Juin 2023

Introduction: Réécrire les sciences naturelles

par

Jonathan Hope et Alexandre Côté-Perras

article
réécrire les sciences naturelles

Un principe de base en théorie de la communication veut qu’une information puisse être diffusée de diverses manières, et que l’une ou l’autre de ces manières affecte différemment la réception. Par exemple, si je demande poliment à quelqu’un de faire quelque chose, ou si je lui ordonne de faire cette chose, les relations entre les interlocuteurs, les interlocutrices et le monde ne seront évidemment pas les mêmes. De cette idée, somme toute évidente, est venue une question: que se passe-t-il lorsque le contenu d’un article scientifique est resémiotisé sous une autre forme?
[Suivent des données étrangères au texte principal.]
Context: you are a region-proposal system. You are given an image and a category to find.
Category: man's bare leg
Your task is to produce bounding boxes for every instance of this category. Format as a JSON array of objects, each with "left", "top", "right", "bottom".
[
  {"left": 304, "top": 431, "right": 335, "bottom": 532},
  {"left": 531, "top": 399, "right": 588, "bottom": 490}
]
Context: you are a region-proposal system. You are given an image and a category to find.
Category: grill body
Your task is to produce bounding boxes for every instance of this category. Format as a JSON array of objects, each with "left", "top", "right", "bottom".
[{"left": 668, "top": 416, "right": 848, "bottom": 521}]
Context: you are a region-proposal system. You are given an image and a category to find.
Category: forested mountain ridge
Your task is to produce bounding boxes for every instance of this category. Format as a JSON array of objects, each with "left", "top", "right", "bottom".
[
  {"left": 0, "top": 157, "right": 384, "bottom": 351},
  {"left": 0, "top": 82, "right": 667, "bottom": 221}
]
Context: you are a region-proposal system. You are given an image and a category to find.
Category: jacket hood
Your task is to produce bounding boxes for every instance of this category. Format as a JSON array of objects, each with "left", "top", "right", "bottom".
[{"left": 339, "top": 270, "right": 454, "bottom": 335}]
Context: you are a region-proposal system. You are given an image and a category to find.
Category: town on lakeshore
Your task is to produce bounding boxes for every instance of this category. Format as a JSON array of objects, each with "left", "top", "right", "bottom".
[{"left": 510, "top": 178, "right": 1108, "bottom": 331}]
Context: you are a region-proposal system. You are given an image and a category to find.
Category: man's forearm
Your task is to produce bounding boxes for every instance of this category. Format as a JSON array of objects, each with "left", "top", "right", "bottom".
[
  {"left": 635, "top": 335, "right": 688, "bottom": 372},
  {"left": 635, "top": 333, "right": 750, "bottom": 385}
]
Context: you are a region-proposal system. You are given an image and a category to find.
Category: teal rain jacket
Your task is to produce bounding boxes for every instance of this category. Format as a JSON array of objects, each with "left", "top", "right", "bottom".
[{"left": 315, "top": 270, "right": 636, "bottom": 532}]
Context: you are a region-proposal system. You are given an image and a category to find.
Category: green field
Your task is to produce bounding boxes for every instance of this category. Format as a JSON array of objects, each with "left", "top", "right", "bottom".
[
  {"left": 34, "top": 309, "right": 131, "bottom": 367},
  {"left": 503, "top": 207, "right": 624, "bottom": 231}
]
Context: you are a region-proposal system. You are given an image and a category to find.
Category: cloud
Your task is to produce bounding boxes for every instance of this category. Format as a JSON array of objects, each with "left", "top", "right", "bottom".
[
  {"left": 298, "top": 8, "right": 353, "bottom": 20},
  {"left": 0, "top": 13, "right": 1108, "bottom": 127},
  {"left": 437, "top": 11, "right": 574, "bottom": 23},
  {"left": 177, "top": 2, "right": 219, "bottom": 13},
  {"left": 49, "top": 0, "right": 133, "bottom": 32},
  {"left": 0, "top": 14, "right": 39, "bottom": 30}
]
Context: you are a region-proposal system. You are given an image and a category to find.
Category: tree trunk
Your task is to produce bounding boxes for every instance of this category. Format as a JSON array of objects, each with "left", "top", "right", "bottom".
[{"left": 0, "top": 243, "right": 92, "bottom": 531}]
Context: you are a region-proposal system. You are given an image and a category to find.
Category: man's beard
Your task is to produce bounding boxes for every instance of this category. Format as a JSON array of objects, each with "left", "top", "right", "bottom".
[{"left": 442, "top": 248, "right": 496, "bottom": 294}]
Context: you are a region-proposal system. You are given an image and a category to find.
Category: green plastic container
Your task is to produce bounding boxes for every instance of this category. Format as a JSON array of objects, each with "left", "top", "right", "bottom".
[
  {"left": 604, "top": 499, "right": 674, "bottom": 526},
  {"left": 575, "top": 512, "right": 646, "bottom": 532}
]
Les huit textes de création recueillis dans ce numéro thématique sont des tentatives de réponses pratiques à cette question. En complément aux travaux de l’équipe Réécrire la forêt boréale, un groupe de recherche s’est réuni à l’UQAM à l’hiver 2022 afin d’explorer des enjeux relatifs aux lettres et aux humanités environnementales. Un des exercices proposés lors de cette exploration consistait à identifier un article scientifique faisant état de recherches récentes qui touchent à des questions environnementales, du Québec et d’ailleurs, et de le réécrire en développant ses potentialités littéraires latentes. À la suite d’une journée d’étude au printemps, des membres du groupe ont souhaité poursuivre l’activité avec un travail d’écriture plus élaboré et cette publication. 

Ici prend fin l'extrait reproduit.